Da allora, la fusione SPAC da 615 milioni di dollari di Redwire l’ha vista diventare pubblica e raccogliere i fondi necessari per continuare la sua espansione nello spazio commerciale e nelle industrie sperimentali di bioprinting. L’anno scorso, la società ha lanciato il suo studio ISS Redwire Regolith Print, in cui sta cercando di determinare la fattibilità della stampa 3D della regolite nelle strutture lunari.
Oltre agli studi sulla ISS, Redwire è ora impegnata nel bioprinting 3D su “Orbital Reef”, un progetto di stazione spaziale commerciale guidato da Blue Origin e Sierra Space. Utilizzando parte del denaro generato tramite la sua IPO SPAC, la società ha anche acquistato la società di stampa in microgravità Techshot, in una mossa che il CEO Peter Cannito ha descritto quando è stata completata come un “adattamento naturale con la sua strategia di stampa 3D”.
La 3D BioFabrication Facility è la prima biostampante in grado di produrre tessuto umano nella microgravità dello spazio.
Insieme, BFF e ADvanced Space Experiment Processor (ADSEP) di Redwire costituiscono il primo sistema in grado di produrre tessuti umani nelle condizioni di microgravità dello spazio. Posizionando con precisione cellule staminali pluripotenti adulte, il sistema è in grado di creare strati ultrasottili di bioink che sono diverse volte più piccoli della larghezza di un capello umano, che possono essere costruiti in strutture vitali.

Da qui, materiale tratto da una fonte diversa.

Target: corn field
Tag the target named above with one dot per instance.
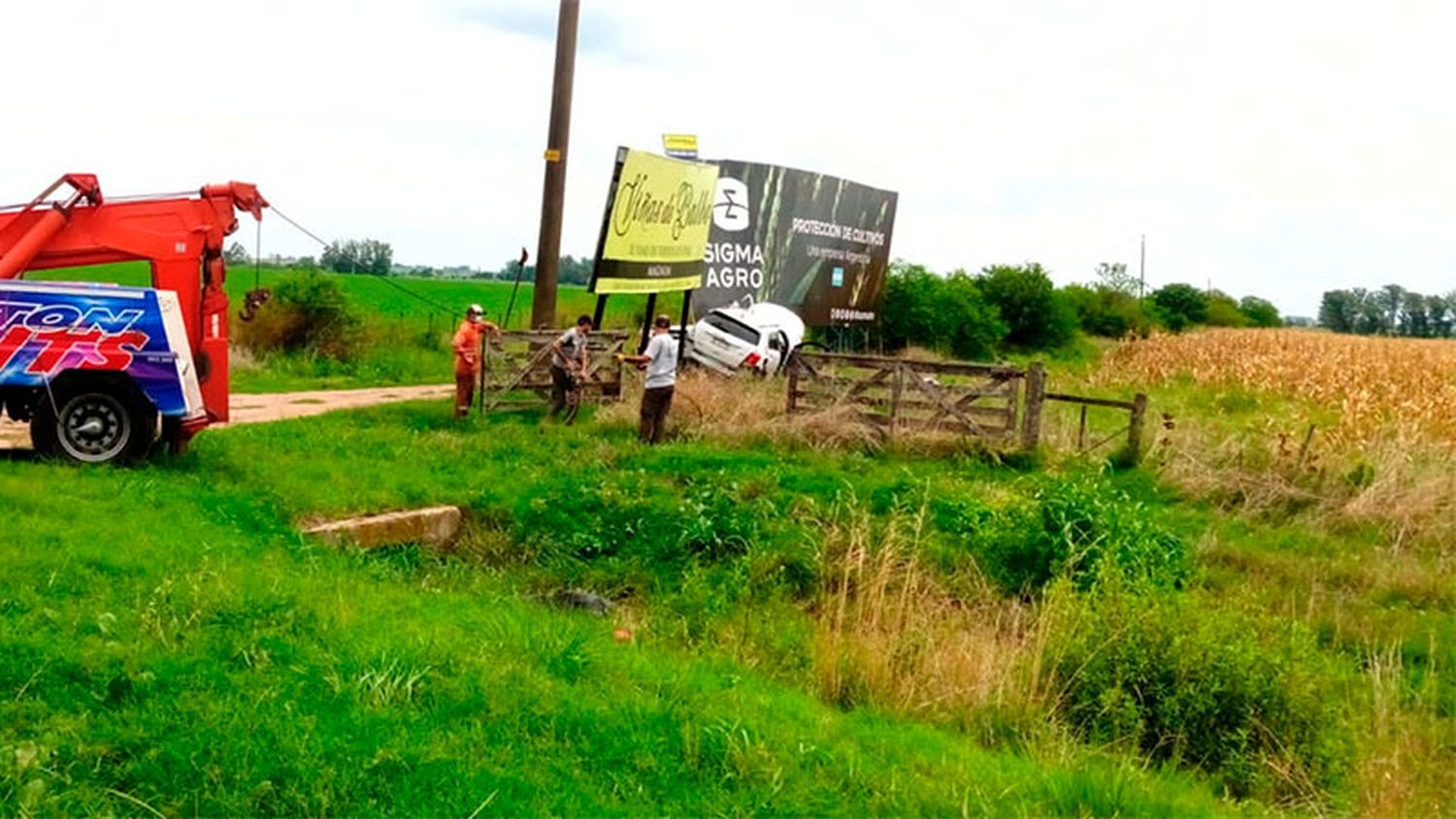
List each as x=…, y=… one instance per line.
x=1382, y=387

Fondamentalmente, per prevenire il collasso dei tessuti, il BFF ora dispone di un sistema di coltura cellulare sviluppato da Redwire che li rafforza nel tempo, al punto che sono autosufficienti sotto gravità, in un processo che può richiedere da 12 a 45 giorni. .
Con ulteriore ricerca e sviluppo, Redwire ritiene che questa tecnologia possa essere affinata per affrontare la carenza di donatori di organi per i pazienti trapiantati. In sostanza, stampando in 3D impianti specifici per il paziente, l’azienda prevede di poter annullare qualsiasi rischio per i futuri donatori, riducendo drasticamente ogni possibilità di rigetto dell’organo del paziente.
Sebbene tali progressi manchino anni dalla realizzazione, la BFF è attualmente in grado di stampare e coltivare organoidi con applicazioni di ricerca e sviluppo di farmaci, modellazione di malattie e ingegneria dei tessuti. Con l’ultima versione della macchina, Redwire mira a mettere in pratica queste capacità, biostampando un menisco del ginocchio con potenziale di trattamento militare, che verrà poi studiato e rispedito sulla Terra.
La biostampante 3D aggiornata dell’azienda dovrebbe essere lanciata con altri tre carichi utili durante la 18a missione di servizi di rifornimento merci di Northrop Grumman (NG-18) verso la ISS non prima del 6 novembre 2022, dallo Spaceport Pad 0A a Wallops Island, in Virginia.
Avanza la stampa 3D in microgravità
La ISS è diventata una sorta di focolaio per la ricerca e lo sviluppo della stampa 3D negli ultimi anni, con ricercatori sia commerciali che accademici che cercano di testare le tecnologie emergenti in condizioni di microgravità. All’inizio di quest’anno, AddUp ha rivelato di aver lanciato un dimostratore di stampa 3D in metallo sulla ISS, che ha contribuito a sviluppare come parte del più ampio progetto “Metal3D” dell’Agenzia spaziale europea (ESA).
Nel bioprinting 3D, CELLINK ha collaborato con ciò che era Made in Space (ed ora è Redwire) nel 2019, per identificare potenziali opportunità di bioprinting orbitale a bordo della ISS. Quando è stato avviato per la prima volta, si pensava che il programma potesse avere un profondo impatto sullo screening dei farmaci e sulla ricerca sul cancro condotti sulla terra ferma.
In uno studio più recente, i ricercatori della Iowa State University hanno testato una stampante 3D elettronica a gravità zero a bordo di un aereo riparato. Facendo continuamente volare l’aereo su e giù ad angoli di 45º, il team ha scoperto di essere in grado (nella parte superiore di questa curva), di condurre test durante brevi periodi di assenza di gravità (e malessere) in condizioni di microgravità.